Dans les quatre cas, le même HTML sert. C'est tout l'intérêt d'un format standard : vous le générez une fois, vous le collez partout.
Obtenir le HTML sans écrire une ligne de code
Écrire ce HTML à la main est faisable, mais chaque modification — un numéro qui change, un logo à caler — vous ramène dans le code, avec le risque de casser une balise et de ne le découvrir que dans la boîte du destinataire.
Le générateur fait l'inverse : vous remplissez un formulaire (nom, poste, contacts, couleur, logo), il produit le HTML compatible email décrit sur cette page — tables, styles inline, polices système, zéro SVG — et vous le copiez en un clic. Le template Modern est gratuit ; les cinq autres et l'hébergement du logo sont à 9,90 € en paiement unique. Vous obtenez le même HTML propre, sans écrire une ligne.
Questions fréquentes
Signature HTML ou signature en image, que choisir ?

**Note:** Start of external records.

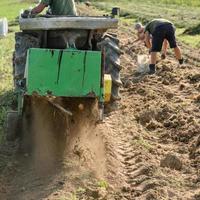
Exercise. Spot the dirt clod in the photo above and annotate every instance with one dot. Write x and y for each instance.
(171, 161)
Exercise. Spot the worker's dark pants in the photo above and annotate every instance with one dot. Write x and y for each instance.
(164, 31)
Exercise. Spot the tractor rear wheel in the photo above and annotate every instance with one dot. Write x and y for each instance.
(110, 44)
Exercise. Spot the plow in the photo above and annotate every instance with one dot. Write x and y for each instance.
(63, 59)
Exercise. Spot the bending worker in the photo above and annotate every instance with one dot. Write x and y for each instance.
(157, 34)
(56, 7)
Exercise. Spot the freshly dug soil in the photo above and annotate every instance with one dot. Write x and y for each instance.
(147, 148)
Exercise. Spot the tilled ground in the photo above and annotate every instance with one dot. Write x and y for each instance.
(147, 148)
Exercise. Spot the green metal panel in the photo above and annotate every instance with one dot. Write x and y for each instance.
(70, 73)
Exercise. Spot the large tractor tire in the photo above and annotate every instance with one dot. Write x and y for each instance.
(23, 41)
(110, 45)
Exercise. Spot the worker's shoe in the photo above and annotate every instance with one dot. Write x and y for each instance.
(152, 69)
(181, 61)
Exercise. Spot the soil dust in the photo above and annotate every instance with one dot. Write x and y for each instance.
(147, 148)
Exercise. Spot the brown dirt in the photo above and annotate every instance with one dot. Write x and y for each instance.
(156, 122)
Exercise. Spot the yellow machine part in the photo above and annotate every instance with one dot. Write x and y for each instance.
(107, 87)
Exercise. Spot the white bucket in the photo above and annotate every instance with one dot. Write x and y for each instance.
(3, 27)
(143, 64)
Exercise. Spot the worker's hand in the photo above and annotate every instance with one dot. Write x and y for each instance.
(26, 14)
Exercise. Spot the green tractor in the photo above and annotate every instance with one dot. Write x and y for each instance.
(63, 57)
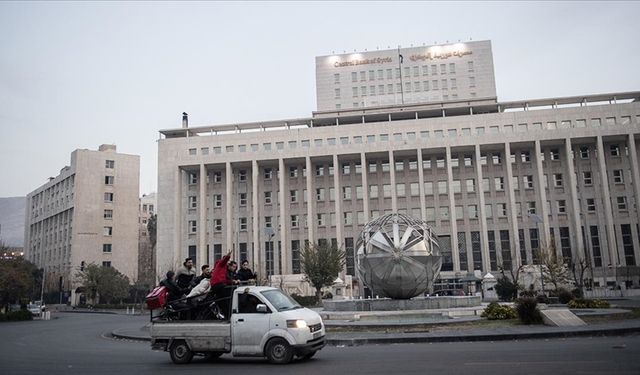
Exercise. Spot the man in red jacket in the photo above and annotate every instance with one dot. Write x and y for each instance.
(221, 278)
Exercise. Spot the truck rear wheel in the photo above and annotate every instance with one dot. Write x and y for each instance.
(210, 356)
(180, 352)
(309, 355)
(279, 351)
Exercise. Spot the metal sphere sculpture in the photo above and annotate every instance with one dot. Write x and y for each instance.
(398, 256)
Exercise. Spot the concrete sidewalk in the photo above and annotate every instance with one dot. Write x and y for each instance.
(439, 333)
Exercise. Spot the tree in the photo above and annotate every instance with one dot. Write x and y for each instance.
(104, 284)
(321, 264)
(17, 279)
(555, 270)
(507, 288)
(578, 269)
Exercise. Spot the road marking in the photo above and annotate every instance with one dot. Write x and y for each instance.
(531, 363)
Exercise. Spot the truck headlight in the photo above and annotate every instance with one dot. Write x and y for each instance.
(296, 324)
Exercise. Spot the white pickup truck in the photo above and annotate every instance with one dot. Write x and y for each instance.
(264, 322)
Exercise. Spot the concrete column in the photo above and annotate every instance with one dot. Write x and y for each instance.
(229, 225)
(202, 220)
(542, 196)
(606, 198)
(392, 179)
(365, 187)
(257, 257)
(423, 201)
(452, 213)
(511, 206)
(635, 176)
(284, 223)
(311, 196)
(484, 237)
(178, 248)
(338, 200)
(574, 214)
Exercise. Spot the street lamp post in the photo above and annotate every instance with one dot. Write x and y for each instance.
(537, 220)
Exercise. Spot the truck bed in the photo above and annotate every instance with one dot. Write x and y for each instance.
(203, 336)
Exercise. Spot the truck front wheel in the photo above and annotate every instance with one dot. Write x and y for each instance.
(180, 352)
(279, 351)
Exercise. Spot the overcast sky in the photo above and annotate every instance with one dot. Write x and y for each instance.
(80, 74)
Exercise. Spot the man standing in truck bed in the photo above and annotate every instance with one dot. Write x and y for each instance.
(222, 278)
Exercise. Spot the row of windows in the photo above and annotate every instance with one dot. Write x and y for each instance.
(467, 161)
(416, 86)
(408, 71)
(374, 192)
(425, 134)
(498, 210)
(470, 252)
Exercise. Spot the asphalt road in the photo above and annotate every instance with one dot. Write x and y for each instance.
(76, 344)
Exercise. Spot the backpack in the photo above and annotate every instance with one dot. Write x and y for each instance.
(157, 298)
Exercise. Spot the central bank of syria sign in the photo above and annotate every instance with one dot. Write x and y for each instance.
(438, 55)
(375, 60)
(414, 57)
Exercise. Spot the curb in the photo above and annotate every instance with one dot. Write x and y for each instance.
(436, 339)
(87, 312)
(475, 338)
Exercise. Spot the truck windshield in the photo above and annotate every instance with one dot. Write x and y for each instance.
(280, 300)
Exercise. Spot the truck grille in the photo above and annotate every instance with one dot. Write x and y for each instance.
(315, 327)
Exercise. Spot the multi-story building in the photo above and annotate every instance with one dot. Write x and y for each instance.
(146, 244)
(426, 74)
(497, 181)
(86, 214)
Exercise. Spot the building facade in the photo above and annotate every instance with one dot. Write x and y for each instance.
(426, 74)
(87, 214)
(497, 181)
(146, 244)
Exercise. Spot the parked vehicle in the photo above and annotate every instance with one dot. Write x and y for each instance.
(36, 308)
(264, 322)
(449, 292)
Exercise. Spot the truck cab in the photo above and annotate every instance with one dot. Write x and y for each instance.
(264, 322)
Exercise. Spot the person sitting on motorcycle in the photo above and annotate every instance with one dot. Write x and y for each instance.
(221, 278)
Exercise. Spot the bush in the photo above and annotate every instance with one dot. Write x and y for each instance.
(564, 296)
(527, 309)
(543, 299)
(495, 311)
(16, 316)
(581, 303)
(305, 300)
(506, 289)
(577, 293)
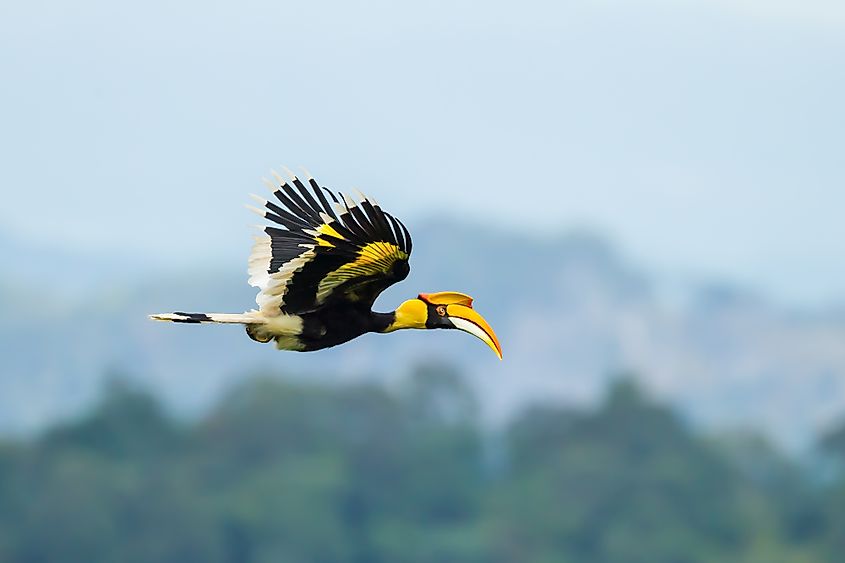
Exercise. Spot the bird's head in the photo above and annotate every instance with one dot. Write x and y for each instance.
(446, 309)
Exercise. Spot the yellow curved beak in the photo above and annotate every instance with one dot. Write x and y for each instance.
(466, 319)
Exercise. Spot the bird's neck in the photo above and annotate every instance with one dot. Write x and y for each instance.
(381, 322)
(410, 314)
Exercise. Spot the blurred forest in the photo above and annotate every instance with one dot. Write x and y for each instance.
(288, 470)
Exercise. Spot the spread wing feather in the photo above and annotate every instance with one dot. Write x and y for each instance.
(319, 252)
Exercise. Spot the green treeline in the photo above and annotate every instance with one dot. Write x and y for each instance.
(291, 472)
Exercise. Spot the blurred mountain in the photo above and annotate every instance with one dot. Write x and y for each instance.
(570, 311)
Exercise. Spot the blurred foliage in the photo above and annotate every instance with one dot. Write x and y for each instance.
(284, 471)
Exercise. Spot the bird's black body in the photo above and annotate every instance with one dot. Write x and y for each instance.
(341, 323)
(322, 265)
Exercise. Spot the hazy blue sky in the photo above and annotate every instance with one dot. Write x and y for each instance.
(704, 137)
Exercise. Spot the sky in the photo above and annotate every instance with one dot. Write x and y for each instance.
(704, 138)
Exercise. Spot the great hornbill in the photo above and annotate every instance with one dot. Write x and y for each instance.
(320, 270)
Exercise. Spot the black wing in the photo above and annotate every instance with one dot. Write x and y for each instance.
(323, 251)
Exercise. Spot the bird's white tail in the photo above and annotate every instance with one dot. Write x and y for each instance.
(196, 318)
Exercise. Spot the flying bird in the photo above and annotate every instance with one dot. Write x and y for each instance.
(320, 266)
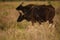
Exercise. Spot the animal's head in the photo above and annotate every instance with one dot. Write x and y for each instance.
(20, 7)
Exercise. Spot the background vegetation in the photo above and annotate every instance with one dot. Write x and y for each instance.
(11, 30)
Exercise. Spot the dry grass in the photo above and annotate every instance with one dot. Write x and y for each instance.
(24, 30)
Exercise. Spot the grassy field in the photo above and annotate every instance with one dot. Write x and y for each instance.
(11, 30)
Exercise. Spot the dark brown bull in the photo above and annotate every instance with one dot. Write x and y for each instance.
(39, 13)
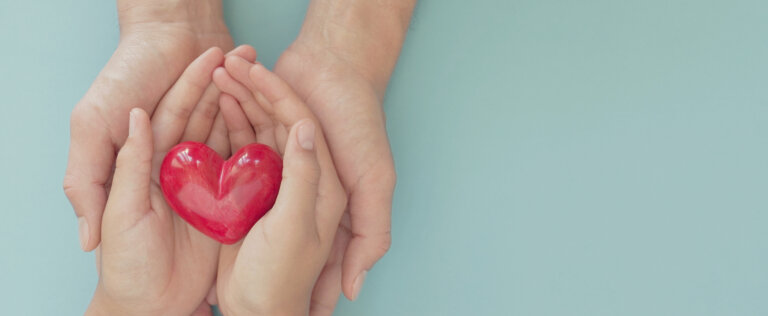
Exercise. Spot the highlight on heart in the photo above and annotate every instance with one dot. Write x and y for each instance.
(221, 198)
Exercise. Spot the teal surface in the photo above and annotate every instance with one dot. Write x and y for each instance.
(554, 157)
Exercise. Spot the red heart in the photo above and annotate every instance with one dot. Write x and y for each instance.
(222, 199)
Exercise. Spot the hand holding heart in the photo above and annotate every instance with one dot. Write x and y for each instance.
(153, 262)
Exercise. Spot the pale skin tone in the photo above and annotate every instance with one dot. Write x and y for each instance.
(147, 252)
(339, 66)
(272, 271)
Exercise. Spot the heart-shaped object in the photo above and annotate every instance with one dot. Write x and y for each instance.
(222, 199)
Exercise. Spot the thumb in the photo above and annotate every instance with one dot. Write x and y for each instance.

Le HTML, sans hésiter. Une image (PNG exporté de Canva) ne se sélectionne pas, ne se clique pas, disparaît chez tout destinataire qui bloque les images, et reste illisible pour un lecteur d'écran faute de texte alternatif. Le HTML garde le nom, le téléphone et les liens sous forme de texte réel — cliquable, copiable et accessible.
Un HTML de signature, ça pèse combien ?
Très peu. Les six templates complets du générateur pèsent entre 1 860 et 2 483 caractères, logo référencé par URL. Gmail plafonne les signatures à 10 000 caractères. Le poids ne devient un problème que si vous encodez l'image en base64 dans le code au lieu de la référencer par une URL.
Le HTML gère-t-il le mode sombre ?
Partiellement, et c'est une limite du format plus que du générateur. Gmail mobile inverse les couleurs du HTML qui ne déclare pas de fond : un logo noir sur PNG transparent y disparaît. La parade est d'utiliser des couleurs déclarées et un logo à fond clair. Le détail est sur la page « signature avec logo ».